SC refuses to entertain plea of Army veterans against current pay-fixation rules

New Delhi: The Supreme Court on Thursday refused to entertain a plea filed by a group of ex-servicemen challenging the validity of the current pay-fixation rules, alleging that the existing framework unfairly penalises Army veterans who join civil services after their retirement.
A bench of Chief Justice Surya Kant and Justices Joymalya Bagchi and Vipul M Pancholi, however, allowed lawyer Ashwini Upadhyay to make a representation in this regard to the authorities concerned which, in turn, will take a decision as early as possible.
The bench said if the petitioners, including lead petitioner Baidya Nath Choudhary, are dissatisfied, they can approach the Central Administrative Tribunal (CAT) with the grievances.

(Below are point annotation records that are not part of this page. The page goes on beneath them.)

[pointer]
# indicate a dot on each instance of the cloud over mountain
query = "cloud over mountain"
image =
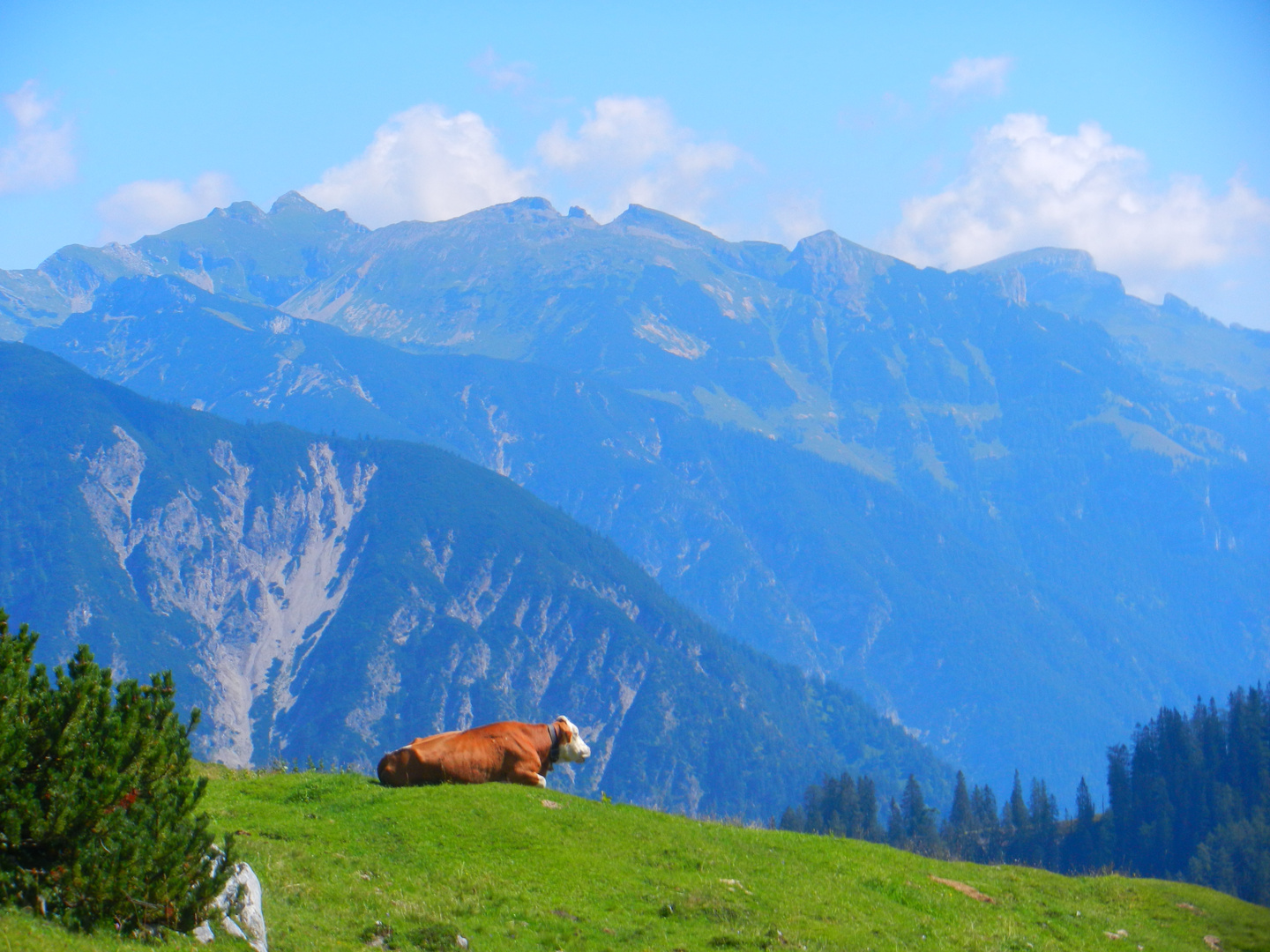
(152, 206)
(422, 164)
(631, 150)
(40, 153)
(1027, 185)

Choudhary and five others, in their plea filed through advocate-on-record Ashwani Dubey, had referred to Rule 8 of the Central Civil Services (Revised Pay) Rules, 2016, and a subsequent Department of Personnel and Training (DoPT) memorandum dated May 1, 2017.
The petitioners, all of whom served as Personnel Below Officer Rank (PBORs) before taking up roles in various government departments, including the Income Tax Department and the Food Corporation of India, had said the current rules force them to start at the “minimum pay level” of their new posts.
This “mechanical fixation” completely ignores their decades of military service, prior experience and last-drawn salary in the Army, Navy or Air Force, the plea had said.

The armed forces veterans had said that this results in a “worse-off” financial position, where their new combined income is often lower or less advantageous than their status while in active defence service.
The plea had alleged “hostile discrimination” and said while public sector banks often provide pay protection to re-employed veterans, other government departments do not.
It had further claimed that treating veteran recruits with 15 to 20 years of experience as the same as “fresh entrants” is inherently unequal and violative of Article 14 (right to equality) of the Constitution.